Thinking about what Camilla said in (72896) "ETMX moving would cause a DARM glitch (so the DARM BLRMs to increase) or vice versa, DARM changing would cause ETMX to try to follow", in this case depending on the latency either could still be true but I don't see why we would lose lock from a (relatively) mid-size saturation but hold on during a larger one unless there was some other factor (which I guess there probably usually is).
Relocking after this lockloss:
Lost lock after going through ACQUIRE_PRMI three times, so I decided to run an initial alignment. Initial alignment completed fine and we started locking and moving through states quickly, but then we lost lock at OFFLOAD_DRMI_ASC. I let it try locking again and everything was fine, so seems like that OFFLOAD_DRMI_ASC lockloss was just a one-off strange lockloss.

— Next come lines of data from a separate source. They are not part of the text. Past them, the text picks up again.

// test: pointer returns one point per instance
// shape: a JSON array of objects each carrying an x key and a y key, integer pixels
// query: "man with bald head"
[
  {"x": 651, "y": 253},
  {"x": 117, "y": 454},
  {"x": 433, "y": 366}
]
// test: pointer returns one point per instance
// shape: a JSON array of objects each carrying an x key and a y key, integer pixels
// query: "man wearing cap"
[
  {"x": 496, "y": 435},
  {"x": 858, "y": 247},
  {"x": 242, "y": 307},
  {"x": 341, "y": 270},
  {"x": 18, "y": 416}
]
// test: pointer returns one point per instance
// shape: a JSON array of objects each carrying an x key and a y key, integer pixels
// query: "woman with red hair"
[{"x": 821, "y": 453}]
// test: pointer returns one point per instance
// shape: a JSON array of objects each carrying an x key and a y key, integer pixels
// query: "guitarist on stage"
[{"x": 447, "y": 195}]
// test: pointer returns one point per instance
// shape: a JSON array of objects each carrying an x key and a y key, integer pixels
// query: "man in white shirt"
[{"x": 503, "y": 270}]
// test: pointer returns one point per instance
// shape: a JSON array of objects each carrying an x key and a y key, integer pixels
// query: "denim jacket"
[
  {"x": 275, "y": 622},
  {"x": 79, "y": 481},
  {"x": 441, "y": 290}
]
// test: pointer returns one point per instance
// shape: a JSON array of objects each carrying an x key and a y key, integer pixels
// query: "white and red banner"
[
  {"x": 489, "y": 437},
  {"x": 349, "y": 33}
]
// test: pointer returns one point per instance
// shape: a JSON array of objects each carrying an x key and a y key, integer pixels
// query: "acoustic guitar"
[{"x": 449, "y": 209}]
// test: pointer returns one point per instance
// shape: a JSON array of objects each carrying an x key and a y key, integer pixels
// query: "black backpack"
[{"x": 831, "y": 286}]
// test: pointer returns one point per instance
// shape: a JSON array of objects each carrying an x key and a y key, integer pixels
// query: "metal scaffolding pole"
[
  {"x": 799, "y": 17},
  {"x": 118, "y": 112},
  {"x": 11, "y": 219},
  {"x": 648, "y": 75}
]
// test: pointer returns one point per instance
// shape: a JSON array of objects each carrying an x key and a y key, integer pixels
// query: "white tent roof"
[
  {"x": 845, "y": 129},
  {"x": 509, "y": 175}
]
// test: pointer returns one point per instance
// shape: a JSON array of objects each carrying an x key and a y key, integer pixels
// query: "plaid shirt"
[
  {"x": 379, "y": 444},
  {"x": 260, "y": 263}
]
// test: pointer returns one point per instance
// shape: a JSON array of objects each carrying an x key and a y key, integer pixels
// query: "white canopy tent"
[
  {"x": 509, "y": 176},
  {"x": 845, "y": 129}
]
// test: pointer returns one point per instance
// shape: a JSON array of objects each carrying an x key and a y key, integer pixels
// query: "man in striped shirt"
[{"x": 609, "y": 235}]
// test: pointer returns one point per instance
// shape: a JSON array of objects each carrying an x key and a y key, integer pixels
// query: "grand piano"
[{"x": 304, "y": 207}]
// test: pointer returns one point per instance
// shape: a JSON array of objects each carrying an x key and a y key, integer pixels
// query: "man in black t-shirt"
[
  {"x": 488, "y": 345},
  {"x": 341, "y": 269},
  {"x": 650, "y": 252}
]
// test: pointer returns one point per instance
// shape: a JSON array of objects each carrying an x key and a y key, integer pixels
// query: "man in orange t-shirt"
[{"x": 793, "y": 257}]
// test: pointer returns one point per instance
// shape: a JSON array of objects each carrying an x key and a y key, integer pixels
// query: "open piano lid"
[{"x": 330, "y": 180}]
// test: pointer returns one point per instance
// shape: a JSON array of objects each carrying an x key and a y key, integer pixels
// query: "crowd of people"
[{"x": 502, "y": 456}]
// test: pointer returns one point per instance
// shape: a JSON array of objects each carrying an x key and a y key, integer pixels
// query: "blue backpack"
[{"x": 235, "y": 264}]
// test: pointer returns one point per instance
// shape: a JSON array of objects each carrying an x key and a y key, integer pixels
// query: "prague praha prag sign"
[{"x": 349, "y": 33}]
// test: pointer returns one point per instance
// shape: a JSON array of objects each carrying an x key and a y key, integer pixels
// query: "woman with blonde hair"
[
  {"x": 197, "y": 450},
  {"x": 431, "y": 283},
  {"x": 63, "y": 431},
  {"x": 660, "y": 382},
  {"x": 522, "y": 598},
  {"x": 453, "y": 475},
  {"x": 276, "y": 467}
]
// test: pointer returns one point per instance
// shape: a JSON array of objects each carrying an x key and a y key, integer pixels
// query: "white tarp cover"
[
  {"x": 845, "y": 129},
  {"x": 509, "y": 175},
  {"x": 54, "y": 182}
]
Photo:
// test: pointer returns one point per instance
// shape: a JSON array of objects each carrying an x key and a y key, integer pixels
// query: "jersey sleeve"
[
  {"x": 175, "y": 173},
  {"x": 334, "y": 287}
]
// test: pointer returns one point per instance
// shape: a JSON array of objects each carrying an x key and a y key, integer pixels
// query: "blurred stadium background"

Closes FAMIS#26209, last completed Sept 8th
Laser Status:
NPRO output power is 1.833W (nominal ~2W)
AMP1 output power is 67.19W (nominal ~70W)
AMP2 output power is 134.8W (nominal 135-140W)
NPRO watchdog is GREEN
AMP1 watchdog is GREEN
AMP2 watchdog is GREEN
PMC:
It has been locked 41 days, 0 hr 12 minutes
Reflected power = 16.6W
Transmitted power = 109.0W
PowerSum = 125.6W
FSS:
It has been locked for 0 days 19 hr and 29 min
TPD[V] = 0.8165V
ISS:
The diffracted power is around 2.4%
Last saturation event was 0 days 19 hours and 29 minutes ago
Possible Issues: None
TITLE: 09/16 Day Shift: 15:00-23:00 UTC (08:00-16:00 PST), all times posted in UTC
STATE of H1: Observing at 148Mpc
OUTGOING OPERATOR: Tony
CURRENT ENVIRONMENT:
SEI_ENV state: CALM
Wind: 4mph Gusts, 3mph 5min avg
Primary useism: 0.03 μm/s
Secondary useism: 0.24 μm/s
QUICK SUMMARY:
Everything is looking good this morning. We're Observing and have been Locked for 18hrs.
Earthquake mode was activated between 13:04-13:14UTC.